To date, the recovery has not seen the reversal of these losses, but rather a shift towards lower-wage jobs, with 58% of recovery growth attributed to lower-wage occupations. Mid-wage and higher-wage occupations made up 22% and 20% of the recovery growth, respectively. In addition, this disparity may not be unabated for the foreseeable future. According to a projection of future job growth by the Bureau of Labor Statistics, six of the top 10 occupations predicted to increase by 2020 fall under the category of low-wage.
Is the Current Federal Minimum Wage Fair?
With more and more workers accepting jobs below their former pay scales, the question of whether the minimum wage should increase has been a subject of discussion in the upcoming election. Many economists oppose minimum wage altogether, arguing that the created price floor would pose as a barrier for those deemed underqualified to warrant earning a minimum wage. Moreover, an increase in minimum wage would supposedly harm business owners who, due to decreased demand, are unable to afford an imposed pay increase and see thinner margins on their income sheets.
Modern day minimum wage earners have less buying power than minimum wage earners in 1968, and they are increasingly losing more buying power while the current minimum wage fails to keep pace with inflation.

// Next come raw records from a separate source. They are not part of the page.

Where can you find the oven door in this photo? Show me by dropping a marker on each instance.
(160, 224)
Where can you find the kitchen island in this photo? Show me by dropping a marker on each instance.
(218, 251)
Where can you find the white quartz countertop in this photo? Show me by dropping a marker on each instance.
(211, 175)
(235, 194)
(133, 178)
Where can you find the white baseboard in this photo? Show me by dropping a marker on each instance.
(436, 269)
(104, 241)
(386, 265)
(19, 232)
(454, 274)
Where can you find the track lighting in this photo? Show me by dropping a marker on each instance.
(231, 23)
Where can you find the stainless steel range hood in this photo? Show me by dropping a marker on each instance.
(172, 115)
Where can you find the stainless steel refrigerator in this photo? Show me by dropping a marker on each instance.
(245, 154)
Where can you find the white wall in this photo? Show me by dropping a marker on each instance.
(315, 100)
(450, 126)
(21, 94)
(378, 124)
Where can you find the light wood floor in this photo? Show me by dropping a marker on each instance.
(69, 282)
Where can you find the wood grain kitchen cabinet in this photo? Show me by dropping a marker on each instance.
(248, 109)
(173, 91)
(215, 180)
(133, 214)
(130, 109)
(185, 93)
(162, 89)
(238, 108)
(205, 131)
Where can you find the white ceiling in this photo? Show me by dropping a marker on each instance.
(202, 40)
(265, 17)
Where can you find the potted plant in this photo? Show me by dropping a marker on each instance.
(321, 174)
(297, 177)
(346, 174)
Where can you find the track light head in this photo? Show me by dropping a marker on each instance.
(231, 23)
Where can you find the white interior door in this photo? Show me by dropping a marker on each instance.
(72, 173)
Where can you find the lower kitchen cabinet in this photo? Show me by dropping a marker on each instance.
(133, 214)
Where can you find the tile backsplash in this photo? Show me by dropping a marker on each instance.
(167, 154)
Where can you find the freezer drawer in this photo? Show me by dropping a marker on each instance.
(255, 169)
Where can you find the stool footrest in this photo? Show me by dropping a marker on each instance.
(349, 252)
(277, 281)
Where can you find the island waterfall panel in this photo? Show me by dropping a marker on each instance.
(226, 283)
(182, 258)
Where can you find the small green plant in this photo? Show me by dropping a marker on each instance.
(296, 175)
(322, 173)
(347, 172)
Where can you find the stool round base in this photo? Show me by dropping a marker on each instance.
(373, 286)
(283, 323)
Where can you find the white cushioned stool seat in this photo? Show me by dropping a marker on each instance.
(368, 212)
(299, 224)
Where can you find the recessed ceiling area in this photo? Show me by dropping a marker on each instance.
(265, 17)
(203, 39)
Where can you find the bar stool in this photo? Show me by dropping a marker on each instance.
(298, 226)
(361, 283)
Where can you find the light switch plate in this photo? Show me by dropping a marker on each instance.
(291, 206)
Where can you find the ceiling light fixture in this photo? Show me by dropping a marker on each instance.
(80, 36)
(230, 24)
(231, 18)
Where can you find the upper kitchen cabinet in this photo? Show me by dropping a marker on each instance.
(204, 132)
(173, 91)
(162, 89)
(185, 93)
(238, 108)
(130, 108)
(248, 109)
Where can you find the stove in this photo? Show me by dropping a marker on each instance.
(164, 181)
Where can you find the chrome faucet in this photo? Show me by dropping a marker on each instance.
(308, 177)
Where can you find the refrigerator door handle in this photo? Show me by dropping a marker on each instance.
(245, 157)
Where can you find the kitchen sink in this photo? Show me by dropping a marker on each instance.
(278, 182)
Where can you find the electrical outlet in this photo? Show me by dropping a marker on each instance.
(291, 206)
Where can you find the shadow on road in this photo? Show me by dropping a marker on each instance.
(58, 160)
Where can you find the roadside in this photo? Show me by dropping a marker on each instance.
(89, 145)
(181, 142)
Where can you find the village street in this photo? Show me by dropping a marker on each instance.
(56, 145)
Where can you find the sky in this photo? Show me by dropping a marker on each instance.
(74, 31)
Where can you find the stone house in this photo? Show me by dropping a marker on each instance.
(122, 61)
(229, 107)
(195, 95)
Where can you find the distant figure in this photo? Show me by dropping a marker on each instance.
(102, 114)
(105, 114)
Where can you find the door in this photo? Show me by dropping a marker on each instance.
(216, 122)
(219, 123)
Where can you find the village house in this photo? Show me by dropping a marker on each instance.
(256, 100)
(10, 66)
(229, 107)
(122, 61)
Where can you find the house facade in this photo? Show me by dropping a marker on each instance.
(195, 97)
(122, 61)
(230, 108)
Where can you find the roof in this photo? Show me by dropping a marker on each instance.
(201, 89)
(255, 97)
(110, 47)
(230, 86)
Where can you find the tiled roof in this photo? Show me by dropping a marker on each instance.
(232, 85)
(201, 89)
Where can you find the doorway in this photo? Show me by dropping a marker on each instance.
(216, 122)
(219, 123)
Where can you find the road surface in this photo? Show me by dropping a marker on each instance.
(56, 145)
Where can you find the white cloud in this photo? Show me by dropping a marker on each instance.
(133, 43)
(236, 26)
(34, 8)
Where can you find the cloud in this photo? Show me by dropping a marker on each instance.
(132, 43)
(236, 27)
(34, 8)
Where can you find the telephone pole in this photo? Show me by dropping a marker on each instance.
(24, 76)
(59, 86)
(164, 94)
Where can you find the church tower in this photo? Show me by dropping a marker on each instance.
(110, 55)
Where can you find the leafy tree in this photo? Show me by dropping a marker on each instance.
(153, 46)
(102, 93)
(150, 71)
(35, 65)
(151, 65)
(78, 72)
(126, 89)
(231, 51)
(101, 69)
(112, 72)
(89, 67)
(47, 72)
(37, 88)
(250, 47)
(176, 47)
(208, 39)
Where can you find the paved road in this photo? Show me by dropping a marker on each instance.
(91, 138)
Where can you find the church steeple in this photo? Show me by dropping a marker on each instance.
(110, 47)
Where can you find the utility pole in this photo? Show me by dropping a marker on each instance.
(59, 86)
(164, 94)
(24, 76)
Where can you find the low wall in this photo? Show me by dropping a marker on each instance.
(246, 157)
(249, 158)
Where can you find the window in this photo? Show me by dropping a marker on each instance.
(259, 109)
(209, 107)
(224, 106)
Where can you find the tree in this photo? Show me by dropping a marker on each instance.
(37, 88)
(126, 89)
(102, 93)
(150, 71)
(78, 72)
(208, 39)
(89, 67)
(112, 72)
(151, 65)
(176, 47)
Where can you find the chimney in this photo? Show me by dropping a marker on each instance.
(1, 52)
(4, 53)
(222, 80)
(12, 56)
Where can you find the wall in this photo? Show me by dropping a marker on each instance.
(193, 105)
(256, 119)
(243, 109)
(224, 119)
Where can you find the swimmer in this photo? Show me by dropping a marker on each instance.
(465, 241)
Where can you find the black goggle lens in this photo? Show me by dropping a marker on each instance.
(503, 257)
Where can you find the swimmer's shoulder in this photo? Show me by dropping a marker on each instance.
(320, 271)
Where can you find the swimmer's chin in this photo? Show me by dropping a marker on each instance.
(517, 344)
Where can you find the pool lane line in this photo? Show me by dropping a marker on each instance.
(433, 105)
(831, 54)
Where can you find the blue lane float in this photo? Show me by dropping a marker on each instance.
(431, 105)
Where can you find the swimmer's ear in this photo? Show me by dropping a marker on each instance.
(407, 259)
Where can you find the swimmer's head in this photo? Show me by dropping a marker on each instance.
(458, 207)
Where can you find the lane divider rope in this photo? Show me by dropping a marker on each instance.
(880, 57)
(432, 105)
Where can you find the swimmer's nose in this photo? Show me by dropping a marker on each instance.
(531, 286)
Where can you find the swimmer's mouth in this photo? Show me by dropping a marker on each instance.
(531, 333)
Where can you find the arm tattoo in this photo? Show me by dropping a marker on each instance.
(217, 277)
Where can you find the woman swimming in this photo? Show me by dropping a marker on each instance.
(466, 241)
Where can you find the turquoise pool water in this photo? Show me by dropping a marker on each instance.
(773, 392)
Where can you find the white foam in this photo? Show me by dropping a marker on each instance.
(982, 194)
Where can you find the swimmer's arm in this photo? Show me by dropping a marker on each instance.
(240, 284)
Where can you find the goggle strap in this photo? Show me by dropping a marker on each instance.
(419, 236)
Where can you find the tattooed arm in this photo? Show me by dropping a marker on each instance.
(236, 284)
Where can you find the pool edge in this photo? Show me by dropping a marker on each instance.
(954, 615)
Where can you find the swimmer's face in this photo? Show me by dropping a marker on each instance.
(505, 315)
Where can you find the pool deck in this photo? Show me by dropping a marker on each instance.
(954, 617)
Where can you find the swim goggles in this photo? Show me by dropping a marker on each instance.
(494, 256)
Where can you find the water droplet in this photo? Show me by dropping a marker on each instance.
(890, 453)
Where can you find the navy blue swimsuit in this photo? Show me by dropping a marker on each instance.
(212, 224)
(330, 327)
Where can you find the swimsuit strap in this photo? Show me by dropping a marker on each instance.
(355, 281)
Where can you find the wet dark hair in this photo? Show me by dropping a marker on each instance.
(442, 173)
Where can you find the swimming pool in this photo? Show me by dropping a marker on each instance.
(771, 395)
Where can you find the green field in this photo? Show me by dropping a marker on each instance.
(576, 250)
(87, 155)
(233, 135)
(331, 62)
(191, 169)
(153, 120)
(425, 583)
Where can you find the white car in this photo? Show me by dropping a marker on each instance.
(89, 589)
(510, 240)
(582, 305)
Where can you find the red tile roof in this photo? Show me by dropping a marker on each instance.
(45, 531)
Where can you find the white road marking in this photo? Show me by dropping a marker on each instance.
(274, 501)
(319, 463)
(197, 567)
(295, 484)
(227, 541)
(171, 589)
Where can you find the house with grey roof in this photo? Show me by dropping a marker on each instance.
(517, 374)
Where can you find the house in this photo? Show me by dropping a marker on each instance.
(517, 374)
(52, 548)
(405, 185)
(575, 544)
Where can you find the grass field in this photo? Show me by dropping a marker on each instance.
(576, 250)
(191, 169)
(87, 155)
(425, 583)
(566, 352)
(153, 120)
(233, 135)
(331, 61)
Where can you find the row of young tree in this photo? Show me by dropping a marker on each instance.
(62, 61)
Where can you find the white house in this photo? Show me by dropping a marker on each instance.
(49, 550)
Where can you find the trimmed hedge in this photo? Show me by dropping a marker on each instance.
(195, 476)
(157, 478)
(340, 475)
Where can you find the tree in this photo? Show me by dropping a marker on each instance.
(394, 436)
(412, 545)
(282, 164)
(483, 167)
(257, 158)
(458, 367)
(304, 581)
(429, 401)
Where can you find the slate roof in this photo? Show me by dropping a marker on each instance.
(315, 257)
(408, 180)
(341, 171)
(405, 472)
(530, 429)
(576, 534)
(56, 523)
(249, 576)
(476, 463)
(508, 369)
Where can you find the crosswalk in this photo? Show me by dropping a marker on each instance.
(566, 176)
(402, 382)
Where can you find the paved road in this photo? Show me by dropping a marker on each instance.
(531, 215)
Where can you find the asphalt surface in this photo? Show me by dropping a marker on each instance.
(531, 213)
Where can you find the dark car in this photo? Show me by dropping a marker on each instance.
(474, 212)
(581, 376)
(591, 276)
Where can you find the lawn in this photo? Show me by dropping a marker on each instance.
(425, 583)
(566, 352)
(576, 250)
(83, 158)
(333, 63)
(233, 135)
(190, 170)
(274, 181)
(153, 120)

According to an article published by Bloomberg late last year, the current minimum wage of $7.25, while nominally higher than what it was in 1967 ($1.40), indicates a 20% decrease from 1967 to 2010 after adjusting for inflation. Factor in the migration of skilled labor from mid-wage occupations to lower-paying ones, and many skilled workers are unable to find decent and relevant work. Once they do find jobs, they are being paid significantly less than their 1967 counterparts in terms of real dollars. Without a change to the minimum wage, these workers will continue to be paid less than their 1967 counterparts for at least the next eight years.
The Bottom Line
The legislation for the increase of wage is complex and often politically motivated. It has been five years since there was a federal amendment to the minimum wage. In that time, the economy saw this generation's largest financial crisis. Now it is likely that the average minimum wage worker will have completed his or her post-secondary education. The need for discussion regarding the quality of employment out in the market, along with the appropriate payment schedule, is more pertinent than it has ever been.